这会给我:“aaa bbb ccc ddd”
All I need is a way to ignore HTML tags with return: "bbb ccc"
我需要的是一种忽略带有返回的HTML标签的方法:“bbb ccc”
3 个解决方案
#1
Regexes are a clunky and unreliable way to work on markup. I would suggest using a DOM parser such as SimpleHtmlDom:
正则表达式是一种笨重且不可靠的标记工作方式。我建议使用DOM解析器,如SimpleHtmlDom:
//get the textual content of all hyperlinks on specified page.

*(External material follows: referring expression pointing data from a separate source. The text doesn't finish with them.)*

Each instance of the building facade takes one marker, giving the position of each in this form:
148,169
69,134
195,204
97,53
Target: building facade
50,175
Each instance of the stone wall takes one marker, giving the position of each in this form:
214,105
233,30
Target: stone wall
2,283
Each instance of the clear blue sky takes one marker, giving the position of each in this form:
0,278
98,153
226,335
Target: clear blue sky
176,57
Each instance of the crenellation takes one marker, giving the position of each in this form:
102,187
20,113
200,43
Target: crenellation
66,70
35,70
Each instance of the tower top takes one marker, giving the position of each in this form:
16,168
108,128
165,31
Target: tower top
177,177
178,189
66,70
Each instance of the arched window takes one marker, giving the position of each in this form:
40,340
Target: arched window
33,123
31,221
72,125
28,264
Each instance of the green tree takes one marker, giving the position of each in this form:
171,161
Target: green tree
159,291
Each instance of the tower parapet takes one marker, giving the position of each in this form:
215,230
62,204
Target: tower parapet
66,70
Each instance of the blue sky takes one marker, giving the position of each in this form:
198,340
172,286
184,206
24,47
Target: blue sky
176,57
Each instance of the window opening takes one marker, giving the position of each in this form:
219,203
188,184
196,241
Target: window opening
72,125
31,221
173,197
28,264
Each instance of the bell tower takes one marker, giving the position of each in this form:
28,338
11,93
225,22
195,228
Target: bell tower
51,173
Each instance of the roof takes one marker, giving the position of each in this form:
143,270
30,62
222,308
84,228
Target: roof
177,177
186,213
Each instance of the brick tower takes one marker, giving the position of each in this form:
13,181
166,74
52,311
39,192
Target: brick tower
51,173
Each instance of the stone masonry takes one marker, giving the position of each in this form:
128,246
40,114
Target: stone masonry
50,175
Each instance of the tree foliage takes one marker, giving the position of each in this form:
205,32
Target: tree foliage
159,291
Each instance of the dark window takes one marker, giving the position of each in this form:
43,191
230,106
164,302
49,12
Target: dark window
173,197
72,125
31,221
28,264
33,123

//you can use selectors, e.g. 'a.pretty' - see the docs
echo file_get_html('http://www.example.org')->find('a')->plaintext;
If you want to do that on the client, you can use a library such as jQuery like so:
如果你想在客户端上这样做,你可以使用像jQuery这样的库:
$('a').each(function() {
alert($(this).text());
});
#2
Look for an approriate regex to match complete tags (e.g in a library like http://regexlib.com/) and remove them with using the substitute operator s///. Then use the rest.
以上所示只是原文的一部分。